Conceptors are inherently linear. While non-linear variants have been hinted at in conceptor literature, it's difficult to see how the neat mathematical constructions (e.g. Boolean ops) might transfer. Conceptors might not be expressive enough to capture the intricate high-dimensional non-linearities present in contemporary prosaic models. For instance, the interpretability application above already hits related obstacles:

PCA projections of BERT contextual embeddings associated with the symbol "plant". Notably, distinct clusters which are haphazardly spread can be identified. If sampling from K-means clusters, one notices that clusters correspond to different senses: plant the creature, plant the factory, and plant the action of planting (Source).  

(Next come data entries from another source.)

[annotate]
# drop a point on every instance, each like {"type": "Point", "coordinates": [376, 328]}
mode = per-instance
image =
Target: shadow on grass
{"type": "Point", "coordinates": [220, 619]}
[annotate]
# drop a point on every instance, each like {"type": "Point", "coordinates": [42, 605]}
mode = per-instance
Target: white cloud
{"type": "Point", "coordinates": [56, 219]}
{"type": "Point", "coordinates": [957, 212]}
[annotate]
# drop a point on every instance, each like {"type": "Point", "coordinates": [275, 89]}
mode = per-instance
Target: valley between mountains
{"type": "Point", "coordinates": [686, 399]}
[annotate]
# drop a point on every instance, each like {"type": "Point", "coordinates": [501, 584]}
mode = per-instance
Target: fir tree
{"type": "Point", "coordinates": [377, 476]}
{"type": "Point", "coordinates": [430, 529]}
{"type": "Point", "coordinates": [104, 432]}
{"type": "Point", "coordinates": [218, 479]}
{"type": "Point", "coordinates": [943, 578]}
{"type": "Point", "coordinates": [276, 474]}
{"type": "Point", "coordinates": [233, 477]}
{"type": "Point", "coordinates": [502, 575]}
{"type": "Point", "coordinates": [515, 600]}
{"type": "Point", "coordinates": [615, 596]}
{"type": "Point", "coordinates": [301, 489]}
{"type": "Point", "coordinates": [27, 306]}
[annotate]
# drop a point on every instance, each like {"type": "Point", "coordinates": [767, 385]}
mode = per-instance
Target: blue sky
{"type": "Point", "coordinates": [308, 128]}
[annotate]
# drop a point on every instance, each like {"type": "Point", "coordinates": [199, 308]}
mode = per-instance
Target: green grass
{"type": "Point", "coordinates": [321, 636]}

Besides, even if quote computationally-efficient in general, conceptors still run into computational constraints as the state cloud's dimensionality increases. Computing individual conceptors across a model space of 175B dimensions is currently intractable. However, forthcoming work suggests the feasibility of inserting local conceptors at different locations in a larger model. I've heard a mention of John Wentworth mentioning local PCA which might also be related, but I can't find a good reference.

Miscellania

  • The research group investigating conceptors is also motivated by neurosymbolic integration in the context of neuromorphic computing:
Napkin drawing of the scope of digital, neuromorphic, and unconventional computing (Source).
  • Conceptors have been used in a diffusion-like setup back in 2014:
Nested RNNs implementing incremental denoising while controlled by conceptors (Source).
  • Conceptors are also invoked in the context of an agent's conceptual framework evolving over time, using neat ideas from category theory and formal logic:

"Different agents may have different logics. I will therefore not try to define a general [intrinsic conceptor logic] that would fit any neural agent. Instead every concrete agent with a concrete lifetime learning history will need his/her/its own individual conceptor logic. [...] Making an ICL private to an agent implies that the model relation ⊨ becomes agent-specific. An ICL cannot be specified as an abstract object in isolation. Before it can be defined, one first needs to have a formal model of a particular agent with a particular lifelong adaptation history. [...] In sum, an ICL (formalized as institution) itself becomes a dynamical system, defined relative to an existing (conceptor-based) neural agent with a particular adaptation history. The “state space” of an ICL will be the set of signatures. A “trajectory” of the temporal evolution of an ICL will essentially be a sequence of signatures, enriched with information pertaining to forming sentences and models." — Herbert Jaeger

  • The same author explores pervasive issues with cognitive models employing dynamical systems:

"Attractors, by definition, keep the system trajectory confined within them. Since clearly cognitive processes do not become ultimately trapped in attractors, it has been a long-standing modeling challenge to account for “attractors that can be left again” – that is, to partly disengage from a strict DISA paradigm. Many answers have been proposed. Neural noise is a plausible agent to “kick” a trajectory out of an attractor, but a problem with noise is its unspecificity which is not easily reconciled with systematic information processing. A number of alternative “attractor-like” phenomena have been considered that may arise in high-dimensional nonlinear dynamics and offer escapes from the trapping problem: saddle point dynamics or homoclinic cycles; chaotic itinerancy; attractor relics, attractor ruins, or attractor ghosts; transient attractors; unstable attractors; high-dimensional attractors (initially named partial attractors); attractor landscapes." Herbert Jaeger

  • Something something extrapolation:
Interpolating and extrapolating three dynamics (Source).

Outro

Conceptors provide a useful formalism for operating with high-dimensional dynamics, similar to the ones dominating contemporary prosaic architectures. The way they combine the discrete nature of formal logic with the continuous nature of dynamical systems makes them promising candidates for steering high-dimensional dynamics using crisp controls. Their flexibility leads to many low-hanging applications, and probably even more waiting at higher levels of complexity.